La question de l’exactitude des traductions liturgiques est apparue de nouveau récemment à partir d’un cas particulier, la sixième demande du Pater. Diverses revues catholiques, le journal La Croix, mais aussi des journaux non officiellement confessionnels, tels Le Figaro, Le Monde, etc. en ont parlé, ce qui montre que dans notre France d’aujourd’hui un public assez large s’intéresse à ce genre de question.

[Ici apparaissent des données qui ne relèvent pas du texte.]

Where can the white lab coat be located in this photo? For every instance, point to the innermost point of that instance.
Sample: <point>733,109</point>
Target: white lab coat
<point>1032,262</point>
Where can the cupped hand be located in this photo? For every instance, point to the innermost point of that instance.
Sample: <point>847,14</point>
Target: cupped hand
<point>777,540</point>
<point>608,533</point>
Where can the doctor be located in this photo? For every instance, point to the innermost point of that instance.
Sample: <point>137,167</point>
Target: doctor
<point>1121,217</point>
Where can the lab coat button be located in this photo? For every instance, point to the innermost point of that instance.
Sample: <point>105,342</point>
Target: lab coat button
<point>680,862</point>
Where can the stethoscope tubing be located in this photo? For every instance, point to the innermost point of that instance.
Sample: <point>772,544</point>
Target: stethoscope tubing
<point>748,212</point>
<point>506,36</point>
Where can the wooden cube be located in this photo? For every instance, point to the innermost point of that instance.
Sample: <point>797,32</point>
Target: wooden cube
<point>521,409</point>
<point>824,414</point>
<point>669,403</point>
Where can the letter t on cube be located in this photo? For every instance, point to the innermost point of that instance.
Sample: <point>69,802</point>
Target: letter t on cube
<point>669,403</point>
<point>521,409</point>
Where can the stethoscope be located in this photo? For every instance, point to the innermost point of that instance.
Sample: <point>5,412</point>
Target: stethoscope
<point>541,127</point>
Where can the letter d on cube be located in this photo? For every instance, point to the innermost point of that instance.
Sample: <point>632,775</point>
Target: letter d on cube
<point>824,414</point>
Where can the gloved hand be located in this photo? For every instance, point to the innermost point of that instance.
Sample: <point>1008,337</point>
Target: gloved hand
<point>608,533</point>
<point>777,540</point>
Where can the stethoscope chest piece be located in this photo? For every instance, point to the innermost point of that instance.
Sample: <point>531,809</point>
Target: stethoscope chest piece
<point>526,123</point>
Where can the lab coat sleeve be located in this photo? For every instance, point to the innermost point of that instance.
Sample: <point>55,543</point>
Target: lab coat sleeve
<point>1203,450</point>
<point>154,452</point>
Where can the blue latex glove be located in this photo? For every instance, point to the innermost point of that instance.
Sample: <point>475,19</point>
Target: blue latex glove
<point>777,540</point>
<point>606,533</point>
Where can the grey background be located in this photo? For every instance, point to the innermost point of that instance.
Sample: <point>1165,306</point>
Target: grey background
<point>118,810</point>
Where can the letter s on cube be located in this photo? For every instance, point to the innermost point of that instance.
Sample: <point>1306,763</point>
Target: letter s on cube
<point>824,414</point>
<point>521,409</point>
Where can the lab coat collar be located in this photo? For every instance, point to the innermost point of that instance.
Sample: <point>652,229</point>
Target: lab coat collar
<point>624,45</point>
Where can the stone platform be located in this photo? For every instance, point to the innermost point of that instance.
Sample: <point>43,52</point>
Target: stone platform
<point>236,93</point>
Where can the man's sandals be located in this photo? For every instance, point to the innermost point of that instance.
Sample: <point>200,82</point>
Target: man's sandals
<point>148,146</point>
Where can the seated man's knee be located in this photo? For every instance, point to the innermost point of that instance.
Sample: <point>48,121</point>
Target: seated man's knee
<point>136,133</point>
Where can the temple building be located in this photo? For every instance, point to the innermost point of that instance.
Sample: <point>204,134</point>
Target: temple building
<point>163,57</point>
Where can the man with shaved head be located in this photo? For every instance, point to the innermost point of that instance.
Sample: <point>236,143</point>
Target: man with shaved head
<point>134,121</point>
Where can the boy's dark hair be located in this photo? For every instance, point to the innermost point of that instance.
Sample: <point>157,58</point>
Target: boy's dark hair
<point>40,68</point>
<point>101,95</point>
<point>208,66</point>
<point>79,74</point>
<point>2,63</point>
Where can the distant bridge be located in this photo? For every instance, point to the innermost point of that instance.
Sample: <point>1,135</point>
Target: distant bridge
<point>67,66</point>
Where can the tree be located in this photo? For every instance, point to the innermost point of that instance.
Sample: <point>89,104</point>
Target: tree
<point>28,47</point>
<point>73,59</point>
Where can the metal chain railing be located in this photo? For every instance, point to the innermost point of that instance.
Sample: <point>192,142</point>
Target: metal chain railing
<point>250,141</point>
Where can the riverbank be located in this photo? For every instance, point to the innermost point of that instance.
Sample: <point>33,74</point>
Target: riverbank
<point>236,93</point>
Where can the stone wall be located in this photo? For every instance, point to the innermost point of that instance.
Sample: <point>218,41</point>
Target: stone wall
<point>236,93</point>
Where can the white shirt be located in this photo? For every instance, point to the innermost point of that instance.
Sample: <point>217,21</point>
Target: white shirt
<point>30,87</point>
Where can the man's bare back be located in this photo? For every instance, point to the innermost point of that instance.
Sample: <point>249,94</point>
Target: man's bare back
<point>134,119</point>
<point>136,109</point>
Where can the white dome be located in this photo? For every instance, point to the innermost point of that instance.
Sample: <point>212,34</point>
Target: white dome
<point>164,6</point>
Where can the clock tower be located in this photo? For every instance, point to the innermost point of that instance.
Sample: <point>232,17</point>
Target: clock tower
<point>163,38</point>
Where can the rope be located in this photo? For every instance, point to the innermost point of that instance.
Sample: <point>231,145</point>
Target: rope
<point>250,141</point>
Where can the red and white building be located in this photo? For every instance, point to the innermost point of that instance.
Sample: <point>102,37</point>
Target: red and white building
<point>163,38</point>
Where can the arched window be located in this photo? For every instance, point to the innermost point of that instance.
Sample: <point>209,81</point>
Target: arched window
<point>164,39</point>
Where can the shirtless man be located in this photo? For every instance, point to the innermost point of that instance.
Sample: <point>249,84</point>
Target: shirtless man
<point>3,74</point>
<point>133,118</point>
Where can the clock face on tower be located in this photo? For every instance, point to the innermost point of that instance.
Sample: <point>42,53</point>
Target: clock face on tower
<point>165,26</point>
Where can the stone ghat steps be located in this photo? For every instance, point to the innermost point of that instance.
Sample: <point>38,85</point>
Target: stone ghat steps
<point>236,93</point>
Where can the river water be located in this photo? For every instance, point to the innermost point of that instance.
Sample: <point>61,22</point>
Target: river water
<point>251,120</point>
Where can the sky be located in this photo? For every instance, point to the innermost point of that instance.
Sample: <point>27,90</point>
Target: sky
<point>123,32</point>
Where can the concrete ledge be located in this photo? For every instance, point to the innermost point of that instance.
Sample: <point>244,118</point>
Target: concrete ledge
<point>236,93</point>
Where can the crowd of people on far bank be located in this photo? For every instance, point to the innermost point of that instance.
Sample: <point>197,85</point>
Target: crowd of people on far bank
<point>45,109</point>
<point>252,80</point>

Il ne s’agit cependant pas de ce seul point particulier mais d’un ensemble de textes liturgiques. On peut se demander comment des traductions retenues par l’Église et utilisées dans les offices peuvent être erronées, voire hérétiques.

Un triste exemple

À titre d’exemple rappelons le cas de l’épître aux Philippiens, ch. 2, v. 6 à 11, (lue le dimanche des Rameaux) qui, de 1969 à 1974 inclus, figura de façon fausse dans Le Lectionnaire dominical officiel de France. Dans le Nouveau missel des dimanches, pour l’année liturgique 1969-1970 (publié par dix éditeurs dont Mame), on pouvait lire en effet : « Le Christ Jésus est l’image de Dieu ; mais Il n’a pas voulu conquérir de force l’égalité avec Dieu », formulation que l’on peut qualifier d’hérétique (voir divers numéros de L’Homme Nouveau, notamment celui du 17 janvier 1971). Pour mémoire, et à titre de comparaison, voici le texte des années 1968 et précédentes : « Étant de condition divine (le Christ) ne retint pas jalousement le rang qui l’égalait à Dieu ».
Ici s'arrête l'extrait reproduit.